It might help, but consider this:
May 6, 2007
Fat Chance By EMILY BAZELON
http://www.nytimes.com/2007/05/06/books/review/Bazelon.t.html
RETHINKING THIN The New Science of Weight Loss and the Myths and Realities of Dieting.
By Gina Kolata. 257 pp. Farrar, Straus & Giroux. $24.
If you had to choose, would you rather be fat or blind? When a researcher asked that question of a group of formerly obese people, 89 percent said they would prefer to lose their sight than their hard-won slimness. When youre blind, people want to help you. No one wants to help you when youre fat, one explained. Ninety-one percent of the group also chose having a leg amputated over a return to obesity.
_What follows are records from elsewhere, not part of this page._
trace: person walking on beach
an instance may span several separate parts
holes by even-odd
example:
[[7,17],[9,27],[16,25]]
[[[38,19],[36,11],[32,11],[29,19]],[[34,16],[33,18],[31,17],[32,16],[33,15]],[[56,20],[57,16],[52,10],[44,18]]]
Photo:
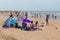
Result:
[[46,24],[47,25],[49,24],[48,21],[49,21],[49,15],[46,15]]

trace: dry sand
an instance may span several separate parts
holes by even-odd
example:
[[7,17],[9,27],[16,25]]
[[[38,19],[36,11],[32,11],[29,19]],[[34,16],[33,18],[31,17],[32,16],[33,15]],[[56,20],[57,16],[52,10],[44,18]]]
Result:
[[[49,25],[45,24],[44,30],[21,31],[16,28],[2,28],[3,23],[9,17],[8,13],[0,13],[0,40],[60,40],[60,21],[49,20]],[[45,23],[42,18],[31,18],[30,20]],[[56,29],[57,27],[57,29]]]

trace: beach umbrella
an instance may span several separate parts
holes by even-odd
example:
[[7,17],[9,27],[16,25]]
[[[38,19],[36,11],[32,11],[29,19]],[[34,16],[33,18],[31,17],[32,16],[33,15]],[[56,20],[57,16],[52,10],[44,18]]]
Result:
[[20,19],[19,22],[22,22],[22,23],[30,23],[31,20],[29,20],[29,19]]

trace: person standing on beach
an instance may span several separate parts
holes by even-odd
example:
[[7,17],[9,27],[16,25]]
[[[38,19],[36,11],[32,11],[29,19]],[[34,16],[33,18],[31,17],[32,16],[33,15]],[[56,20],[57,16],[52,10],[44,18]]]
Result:
[[10,17],[12,17],[13,15],[12,15],[12,12],[10,13],[11,15],[10,15]]
[[46,24],[47,25],[49,24],[48,21],[49,21],[49,15],[46,15]]
[[55,16],[55,19],[57,18],[57,16]]
[[28,18],[28,14],[27,14],[27,12],[25,12],[25,19],[27,19]]

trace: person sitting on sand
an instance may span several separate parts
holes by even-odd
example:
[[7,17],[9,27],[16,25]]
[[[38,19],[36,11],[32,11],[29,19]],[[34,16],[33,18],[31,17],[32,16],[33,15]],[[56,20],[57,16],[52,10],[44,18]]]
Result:
[[22,23],[21,30],[22,30],[22,29],[26,30],[26,28],[27,28],[27,24],[26,24],[26,23]]
[[35,28],[39,28],[38,21],[35,23]]
[[34,24],[33,24],[33,21],[31,22],[30,24],[30,29],[33,29],[34,28]]
[[27,19],[28,18],[28,14],[27,14],[27,12],[25,12],[25,19]]

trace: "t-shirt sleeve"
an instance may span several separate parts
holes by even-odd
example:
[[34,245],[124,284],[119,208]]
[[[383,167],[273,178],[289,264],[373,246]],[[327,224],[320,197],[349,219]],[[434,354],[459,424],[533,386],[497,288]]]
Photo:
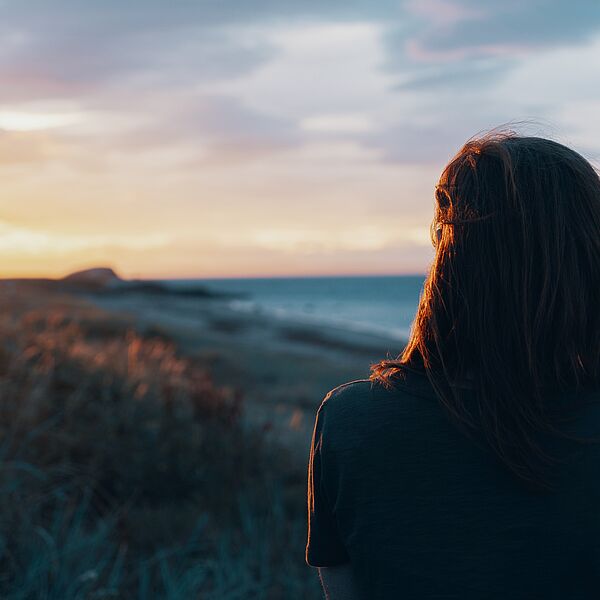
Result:
[[337,529],[323,482],[327,477],[324,461],[324,419],[326,400],[315,418],[308,461],[308,540],[306,563],[311,567],[333,567],[350,562]]

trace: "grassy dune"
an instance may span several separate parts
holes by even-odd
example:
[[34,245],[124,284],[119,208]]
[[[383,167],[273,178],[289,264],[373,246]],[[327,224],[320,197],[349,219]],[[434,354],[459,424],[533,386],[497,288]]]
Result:
[[13,284],[0,390],[0,597],[320,597],[304,469],[166,332]]

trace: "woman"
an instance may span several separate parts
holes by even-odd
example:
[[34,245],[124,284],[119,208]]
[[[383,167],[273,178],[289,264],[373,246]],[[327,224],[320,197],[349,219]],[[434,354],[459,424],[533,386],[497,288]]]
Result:
[[334,600],[598,598],[598,174],[492,132],[435,200],[407,346],[317,411],[306,560]]

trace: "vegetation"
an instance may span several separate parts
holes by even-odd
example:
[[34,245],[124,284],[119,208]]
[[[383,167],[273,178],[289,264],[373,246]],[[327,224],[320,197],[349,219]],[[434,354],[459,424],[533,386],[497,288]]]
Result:
[[0,308],[0,597],[320,597],[305,473],[240,390],[81,300]]

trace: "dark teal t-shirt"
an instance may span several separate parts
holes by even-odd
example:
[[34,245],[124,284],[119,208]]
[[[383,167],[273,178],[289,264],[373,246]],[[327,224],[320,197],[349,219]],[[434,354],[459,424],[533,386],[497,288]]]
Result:
[[[600,435],[592,400],[567,431]],[[350,563],[369,600],[600,598],[600,444],[556,449],[556,491],[530,492],[449,422],[424,374],[342,384],[316,415],[306,561]]]

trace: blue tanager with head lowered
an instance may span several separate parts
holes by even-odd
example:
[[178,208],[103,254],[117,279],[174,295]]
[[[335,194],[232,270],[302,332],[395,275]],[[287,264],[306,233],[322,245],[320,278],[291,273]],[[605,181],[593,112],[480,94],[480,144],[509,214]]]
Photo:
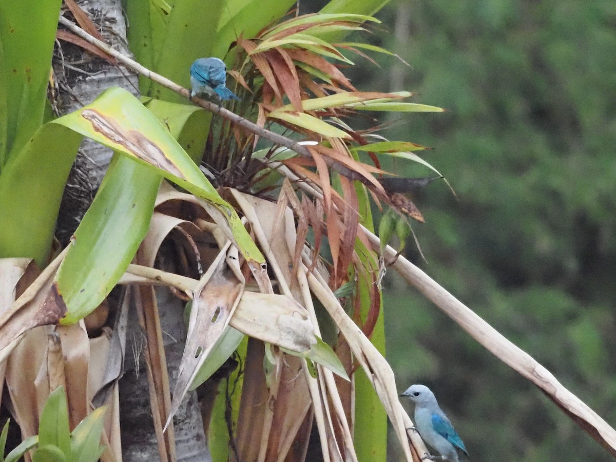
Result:
[[206,94],[217,100],[239,100],[225,86],[227,66],[218,58],[200,58],[190,66],[190,96]]
[[434,394],[424,385],[411,385],[400,396],[415,404],[415,427],[422,439],[440,455],[424,458],[459,462],[458,450],[468,456],[461,439],[439,407]]

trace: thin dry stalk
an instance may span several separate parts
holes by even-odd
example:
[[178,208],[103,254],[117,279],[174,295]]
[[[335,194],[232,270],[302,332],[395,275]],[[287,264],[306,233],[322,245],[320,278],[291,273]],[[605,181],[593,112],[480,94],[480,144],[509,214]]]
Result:
[[[312,187],[309,180],[300,178],[282,164],[272,163],[273,168],[296,182],[302,190],[314,197],[322,198],[322,194]],[[378,237],[363,226],[360,229],[367,236],[373,249],[380,252]],[[391,260],[397,253],[389,246],[386,246],[385,252]],[[399,256],[392,266],[492,354],[538,387],[569,418],[616,456],[616,430],[564,387],[547,369],[404,257]]]

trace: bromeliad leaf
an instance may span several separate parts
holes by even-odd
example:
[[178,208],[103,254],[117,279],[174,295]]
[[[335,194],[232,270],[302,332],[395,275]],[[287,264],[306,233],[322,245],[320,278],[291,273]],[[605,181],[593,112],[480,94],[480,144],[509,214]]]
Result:
[[[342,92],[322,98],[305,99],[302,101],[302,109],[304,111],[315,111],[334,107],[355,107],[355,105],[370,104],[371,101],[389,102],[398,98],[408,98],[412,95],[409,92],[381,93],[379,92]],[[270,116],[275,117],[280,112],[293,110],[293,107],[287,104],[270,113]]]
[[445,110],[436,106],[418,103],[377,102],[360,103],[349,105],[354,109],[361,111],[390,111],[391,112],[444,112]]
[[[397,156],[395,154],[401,152],[421,151],[423,149],[429,149],[429,148],[420,144],[411,143],[410,141],[382,141],[378,143],[365,144],[363,146],[353,146],[349,149],[352,151],[369,151],[383,154],[391,154],[394,156]],[[399,156],[403,157],[404,156]]]
[[306,113],[281,111],[270,113],[269,116],[283,120],[285,122],[298,127],[312,130],[315,133],[323,135],[323,136],[333,136],[347,139],[351,138],[346,132],[342,131],[340,129],[336,128],[336,127],[333,127],[326,122],[324,122],[320,119]]

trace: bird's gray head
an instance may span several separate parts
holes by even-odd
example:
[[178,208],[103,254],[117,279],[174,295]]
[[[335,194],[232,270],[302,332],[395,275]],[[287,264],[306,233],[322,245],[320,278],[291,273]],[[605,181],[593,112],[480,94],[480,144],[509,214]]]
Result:
[[400,396],[410,398],[415,404],[426,405],[436,403],[434,394],[425,385],[411,385]]

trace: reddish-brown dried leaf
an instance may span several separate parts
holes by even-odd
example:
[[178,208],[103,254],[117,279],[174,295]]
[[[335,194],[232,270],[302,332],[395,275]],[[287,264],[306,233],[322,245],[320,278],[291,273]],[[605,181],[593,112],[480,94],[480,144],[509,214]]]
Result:
[[330,210],[331,208],[331,185],[330,184],[330,170],[328,168],[325,160],[319,153],[318,148],[319,145],[316,146],[307,146],[310,153],[312,155],[312,159],[317,165],[317,172],[318,173],[319,178],[321,179],[321,190],[323,191],[323,197],[325,200],[325,209]]
[[413,201],[400,193],[394,193],[391,195],[391,205],[399,213],[408,215],[420,223],[425,221],[421,213],[413,203]]
[[[276,95],[282,100],[282,95],[280,94],[280,90],[276,84],[276,78],[274,77],[274,72],[272,71],[272,68],[270,67],[269,63],[267,62],[267,60],[265,58],[264,54],[256,53],[253,55],[250,54],[257,47],[257,46],[249,40],[240,40],[238,39],[237,43],[240,46],[246,50],[246,52],[248,54],[248,57],[261,73],[261,75],[265,78],[265,81],[272,87]],[[265,100],[264,98],[264,100]]]
[[299,79],[293,61],[283,49],[274,49],[263,54],[272,67],[276,79],[280,83],[295,110],[302,112],[302,99],[299,95]]
[[286,50],[286,52],[291,59],[296,61],[301,61],[316,69],[318,69],[322,72],[330,76],[330,78],[332,80],[335,80],[341,85],[346,87],[351,91],[355,91],[355,88],[351,84],[351,81],[344,76],[338,67],[325,58],[307,50],[288,49]]
[[72,32],[59,29],[55,33],[55,36],[60,40],[63,40],[65,42],[70,42],[78,47],[83,48],[84,50],[87,50],[93,55],[96,55],[99,57],[102,58],[114,66],[118,65],[118,60],[113,56],[108,55],[100,48],[94,46],[89,42],[86,41],[81,37],[78,37]]
[[312,92],[312,94],[317,98],[327,96],[327,93],[321,87],[321,86],[315,82],[312,78],[305,72],[299,73],[299,84],[302,88],[307,89]]
[[244,76],[243,76],[239,72],[233,69],[232,69],[230,71],[227,71],[227,72],[232,77],[235,79],[235,80],[237,81],[238,84],[241,85],[241,86],[243,86],[246,90],[249,91],[251,93],[253,93],[253,90],[250,87],[248,86],[248,84],[246,83],[246,80],[244,79]]
[[336,282],[336,286],[342,283],[346,275],[346,270],[351,264],[355,248],[355,240],[359,227],[359,207],[357,193],[353,184],[348,178],[340,176],[340,182],[346,201],[346,206],[342,209],[344,229],[340,247],[340,268],[338,275],[341,279]]

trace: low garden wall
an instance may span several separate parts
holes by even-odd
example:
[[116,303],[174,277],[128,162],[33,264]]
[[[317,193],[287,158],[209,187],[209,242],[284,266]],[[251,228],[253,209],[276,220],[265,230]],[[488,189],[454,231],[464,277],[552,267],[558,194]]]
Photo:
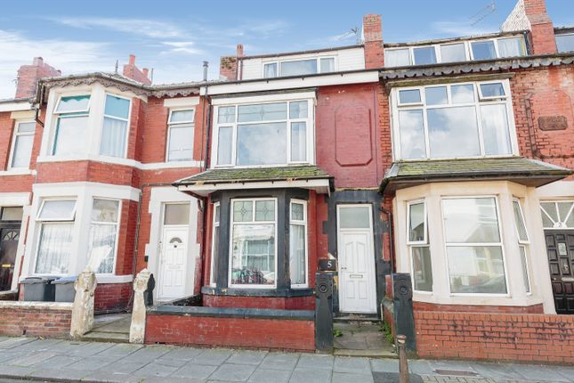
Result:
[[0,335],[69,338],[72,305],[0,301]]
[[308,310],[159,306],[148,310],[145,343],[315,350]]

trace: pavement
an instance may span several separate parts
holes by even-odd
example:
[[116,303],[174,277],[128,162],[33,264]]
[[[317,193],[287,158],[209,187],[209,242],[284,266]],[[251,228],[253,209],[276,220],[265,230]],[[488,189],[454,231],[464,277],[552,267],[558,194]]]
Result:
[[[574,367],[410,360],[416,382],[574,382]],[[398,381],[399,361],[0,337],[0,382]]]

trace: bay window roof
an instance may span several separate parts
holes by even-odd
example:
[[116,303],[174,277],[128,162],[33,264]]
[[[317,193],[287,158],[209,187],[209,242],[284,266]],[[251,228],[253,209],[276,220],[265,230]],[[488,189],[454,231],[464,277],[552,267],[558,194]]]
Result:
[[457,180],[509,180],[539,187],[572,174],[570,169],[523,157],[399,161],[386,172],[379,191]]
[[333,190],[333,177],[315,166],[214,168],[174,183],[180,192],[206,196],[222,189],[299,187],[319,193]]

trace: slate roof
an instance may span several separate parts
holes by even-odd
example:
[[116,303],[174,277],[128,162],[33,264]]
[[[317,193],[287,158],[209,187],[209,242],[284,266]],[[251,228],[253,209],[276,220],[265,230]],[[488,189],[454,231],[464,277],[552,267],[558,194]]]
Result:
[[315,166],[281,167],[251,167],[232,169],[208,169],[174,183],[174,185],[204,183],[244,183],[264,181],[296,181],[332,179],[333,177]]
[[524,157],[400,161],[386,172],[380,192],[429,182],[465,180],[513,180],[538,187],[571,174],[574,171]]

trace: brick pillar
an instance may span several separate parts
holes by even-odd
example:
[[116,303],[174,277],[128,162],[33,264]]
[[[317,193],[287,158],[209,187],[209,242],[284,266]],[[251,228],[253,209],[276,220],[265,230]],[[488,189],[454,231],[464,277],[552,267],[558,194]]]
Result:
[[32,65],[22,65],[18,69],[16,98],[30,98],[36,94],[36,86],[42,77],[61,76],[61,72],[44,62],[42,57],[35,57]]
[[363,44],[365,45],[365,69],[384,67],[384,50],[380,14],[366,14],[363,17]]
[[554,27],[546,12],[545,0],[519,0],[502,25],[502,30],[529,30],[534,54],[552,54],[557,52]]
[[143,84],[144,86],[150,86],[151,80],[148,77],[149,69],[143,68],[140,70],[138,67],[135,66],[135,55],[130,54],[130,61],[127,64],[124,65],[124,76],[127,78],[131,78],[133,81]]

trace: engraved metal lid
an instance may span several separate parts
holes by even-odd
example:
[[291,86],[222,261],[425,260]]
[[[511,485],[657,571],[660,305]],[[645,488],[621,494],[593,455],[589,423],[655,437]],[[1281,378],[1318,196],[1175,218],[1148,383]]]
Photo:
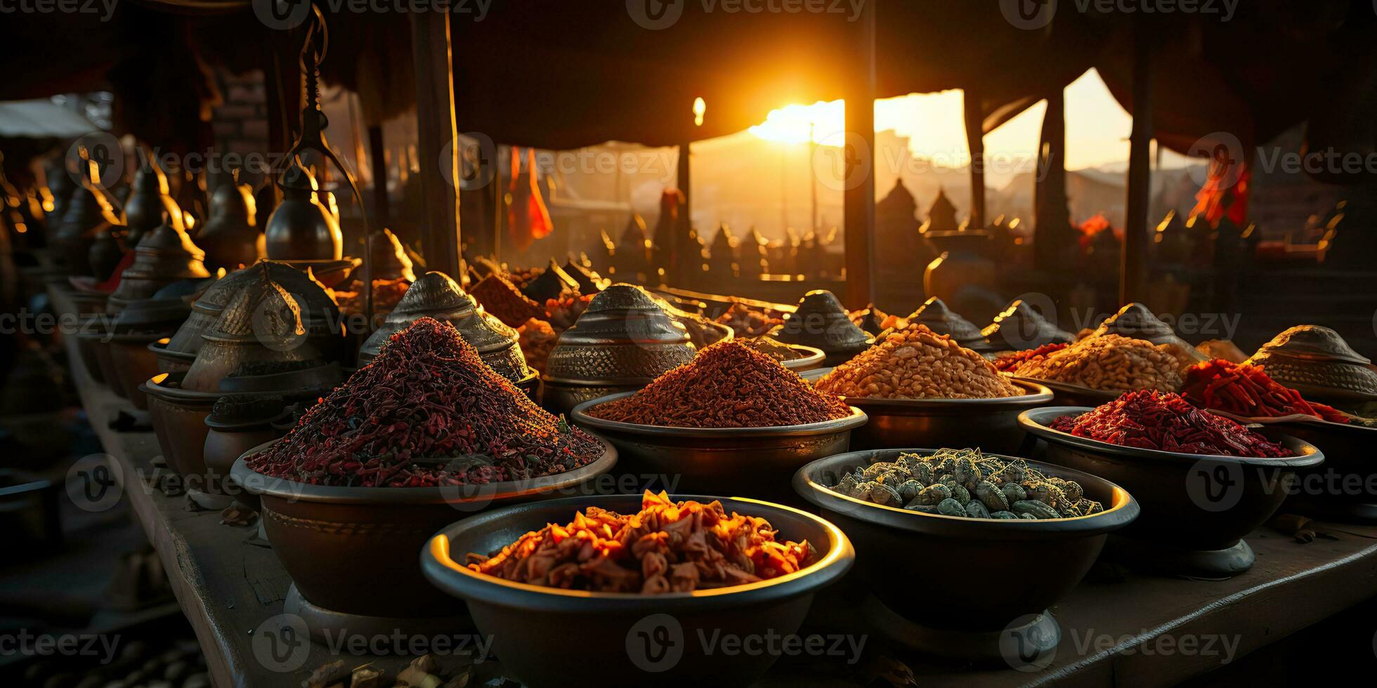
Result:
[[516,330],[483,312],[459,282],[437,271],[425,272],[412,282],[397,308],[387,314],[383,325],[359,347],[359,363],[372,361],[392,334],[420,318],[452,323],[497,374],[514,383],[530,376],[526,358],[516,345]]
[[942,301],[942,299],[938,299],[936,296],[931,296],[927,301],[923,301],[923,305],[913,311],[907,321],[927,326],[938,334],[946,334],[947,337],[956,340],[957,344],[968,350],[990,350],[990,344],[985,341],[985,334],[980,334],[980,327],[976,327],[974,322],[957,315],[945,301]]
[[559,299],[559,294],[569,289],[578,289],[578,282],[569,277],[569,272],[565,272],[565,268],[559,267],[555,259],[549,259],[545,271],[527,282],[521,292],[536,303],[545,303],[547,299]]
[[1248,359],[1278,383],[1314,400],[1377,398],[1377,370],[1334,330],[1297,325],[1263,344]]
[[1009,303],[980,334],[994,351],[1023,351],[1042,344],[1075,341],[1070,332],[1048,322],[1022,299]]
[[693,359],[687,329],[650,294],[617,283],[593,296],[588,310],[559,334],[545,363],[556,384],[647,384]]
[[770,333],[785,344],[803,344],[825,352],[865,351],[870,336],[851,322],[836,294],[815,289],[803,296],[795,312]]

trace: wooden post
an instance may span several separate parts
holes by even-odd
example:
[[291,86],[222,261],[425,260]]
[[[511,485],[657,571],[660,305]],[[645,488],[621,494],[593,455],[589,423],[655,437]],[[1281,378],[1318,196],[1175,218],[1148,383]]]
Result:
[[985,109],[975,88],[963,91],[965,142],[971,150],[971,222],[967,228],[985,228]]
[[387,201],[387,149],[383,147],[381,124],[368,127],[368,150],[373,169],[373,213],[377,216],[377,228],[381,230],[392,222]]
[[1124,216],[1124,253],[1120,304],[1147,297],[1148,202],[1151,201],[1153,84],[1151,36],[1143,22],[1133,25],[1133,131],[1128,153],[1128,202]]
[[448,12],[412,12],[416,153],[420,157],[425,267],[459,279],[459,129]]
[[856,19],[854,78],[845,94],[845,231],[847,308],[874,300],[874,3],[865,3]]

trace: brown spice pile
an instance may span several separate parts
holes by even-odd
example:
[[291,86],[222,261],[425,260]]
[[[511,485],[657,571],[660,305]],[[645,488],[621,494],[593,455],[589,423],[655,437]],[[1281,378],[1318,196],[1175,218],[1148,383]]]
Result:
[[540,304],[526,299],[526,294],[501,275],[485,277],[468,293],[508,327],[519,327],[532,318],[545,318]]
[[1175,392],[1181,388],[1180,367],[1176,347],[1170,344],[1100,334],[1027,361],[1015,367],[1013,374],[1113,392]]
[[818,380],[818,389],[877,399],[989,399],[1019,396],[985,356],[927,325],[895,329]]
[[589,409],[609,421],[676,428],[772,428],[845,418],[851,409],[735,340],[704,347],[632,396]]
[[566,526],[527,533],[492,557],[468,555],[481,574],[530,585],[606,593],[687,593],[792,574],[817,559],[803,542],[778,542],[770,522],[722,502],[673,502],[647,491],[640,512],[589,506]]

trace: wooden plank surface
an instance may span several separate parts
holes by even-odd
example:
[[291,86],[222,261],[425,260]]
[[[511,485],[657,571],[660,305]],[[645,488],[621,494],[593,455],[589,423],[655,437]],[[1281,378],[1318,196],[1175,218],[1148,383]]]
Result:
[[[61,292],[52,296],[59,308],[70,308]],[[185,497],[165,497],[145,487],[139,473],[146,473],[158,454],[157,440],[151,432],[110,431],[109,418],[128,410],[128,403],[91,383],[74,348],[69,359],[91,424],[106,451],[124,468],[125,494],[196,629],[215,684],[297,685],[311,669],[341,659],[313,644],[300,669],[275,673],[255,658],[252,633],[282,612],[291,582],[277,556],[249,542],[255,527],[222,526],[218,513],[190,512]],[[1338,539],[1301,545],[1267,528],[1254,531],[1248,541],[1257,564],[1230,581],[1187,581],[1097,564],[1052,608],[1063,640],[1051,665],[1031,673],[924,658],[868,623],[854,588],[833,589],[818,597],[800,633],[850,634],[854,640],[865,636],[862,662],[850,666],[837,659],[782,658],[763,685],[855,682],[865,678],[877,658],[909,666],[920,685],[1173,685],[1261,651],[1377,594],[1377,527],[1321,523],[1316,530]],[[1224,654],[1224,641],[1231,655]],[[1198,649],[1180,649],[1190,643],[1198,643]],[[1213,644],[1210,652],[1203,651],[1205,643]],[[406,663],[405,658],[370,655],[343,659],[348,666],[373,662],[390,676]]]

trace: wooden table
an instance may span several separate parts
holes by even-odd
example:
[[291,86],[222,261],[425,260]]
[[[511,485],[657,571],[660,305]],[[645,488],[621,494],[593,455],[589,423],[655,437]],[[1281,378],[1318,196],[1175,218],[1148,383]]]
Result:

This is shocking. But it seems less so by the end of Rethinking Thin, a new book about obesity by Gina Kolata, a science reporter for The New York Times. Kolata argues that being fat is not something people have much control over. Most people who are overweight struggle to change their shape throughout their lives, but remain stuck within a relatively narrow weight range set by their genes. For those determined to foil biology, strict dieting is a life sentence. I am a fat man in a thin mans body, an M.I.T. obesity researcher who shed his unwanted pounds years ago tells Kolata.
Rest of review is at the link.
An open question is: does it make a difference to encouraging children to avoid accumulating a lot of “excess” fat cells early in life. Maybe, like cholesterol, it’s not something that can be easily regulated by diet.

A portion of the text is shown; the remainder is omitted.